Artikel ini menjelaskan penggunaan dua pola singleton di Java. Bagikan untuk referensi Anda, sebagai berikut:
Menurut metode pemuatan, ada dua implementasi mode singleton:
Pribadi: Hanya digunakan di kelas yang sama
Statis: Kelas ini adalah metode kelas dan tidak dapat memanggil metode instance. /Variabel global kelas
Final: Metode atau variabel anggota tidak dapat dimodifikasi
1. Gaya pria lapar
kelas publik eagersigleton {private static final eagersigleton instance = new eagersigleton (); private eagersigleton () {} //// constructor private public eagersigleton getInstance () {// Metode pabrik statis kembalinya;}}}2. Pria malas
kelas publik lazysigleton {private static final lazysigleton instance = null; private lazysigleton () {} // private constructor publik disinkronkan lazysigleton getInstance () {// metode pabrik statis, perhatikan synchronizedif (instance == null) {instance = new LazySigAnalisis dan Perbandingan:
Kesamaan:
Pola singleton milik pola penciptaan, memastikan bahwa hanya satu contoh kelas ini yang ada dalam JVM yang sama. Dalam dua pola singleton di atas, dapat dilihat:
① Konstruktor kedua metode bersifat pribadi.
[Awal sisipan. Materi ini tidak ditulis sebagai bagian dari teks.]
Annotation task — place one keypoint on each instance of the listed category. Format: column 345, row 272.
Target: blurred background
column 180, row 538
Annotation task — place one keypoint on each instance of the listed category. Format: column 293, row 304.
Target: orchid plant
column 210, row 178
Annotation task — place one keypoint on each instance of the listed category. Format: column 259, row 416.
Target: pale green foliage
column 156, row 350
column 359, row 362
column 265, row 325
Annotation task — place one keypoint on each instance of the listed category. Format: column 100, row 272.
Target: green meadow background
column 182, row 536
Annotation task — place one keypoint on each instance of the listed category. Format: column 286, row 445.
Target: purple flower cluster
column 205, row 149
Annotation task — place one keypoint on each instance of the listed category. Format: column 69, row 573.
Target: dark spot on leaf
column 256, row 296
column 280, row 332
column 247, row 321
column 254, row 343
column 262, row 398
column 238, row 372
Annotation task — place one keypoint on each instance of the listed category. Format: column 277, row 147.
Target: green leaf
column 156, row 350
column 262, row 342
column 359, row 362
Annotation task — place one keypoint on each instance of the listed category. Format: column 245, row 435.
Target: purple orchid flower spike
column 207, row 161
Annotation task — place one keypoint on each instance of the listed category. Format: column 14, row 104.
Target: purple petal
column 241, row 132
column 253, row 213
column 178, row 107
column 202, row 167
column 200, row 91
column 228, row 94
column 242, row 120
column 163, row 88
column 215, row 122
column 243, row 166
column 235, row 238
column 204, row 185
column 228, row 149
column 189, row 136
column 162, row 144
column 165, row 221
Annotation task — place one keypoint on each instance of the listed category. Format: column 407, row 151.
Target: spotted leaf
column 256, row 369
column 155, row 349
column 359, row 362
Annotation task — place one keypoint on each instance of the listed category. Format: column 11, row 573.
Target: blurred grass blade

② Antarmuka eksternal adalah semua metode pabrik.
Perbedaan:
Gaya lapar secara langsung mendapatkan contoh kelas ini saat kelas dimuat. Dapat dikatakan bahwa formula terikat pada tahap awal. Gaya malas tidak menunjuk ke objek tertentu ketika kelas dimuat. Sebaliknya, itu dipanggil setelah metode pabrik dipanggil. Oleh karena itu, yang pertama cepat dan yang terakhir lambat. Tetapi yang terakhir dapat memuat kelas lain, yang sangat fleksibel (yaitu, ekspansi dinamis).
Untuk konten yang lebih terkait dengan Java, pembaca yang tertarik dengan situs ini dapat melihat topik: "Tutorial Struktur Data Java dan Algoritma", "Ringkasan Java Operation Dom Node Tips", "Ringkasan Tips Operasi Java File dan Direktori" dan "Ringkasan Java Cache Tips"
Saya harap artikel ini akan membantu pemrograman Java semua orang.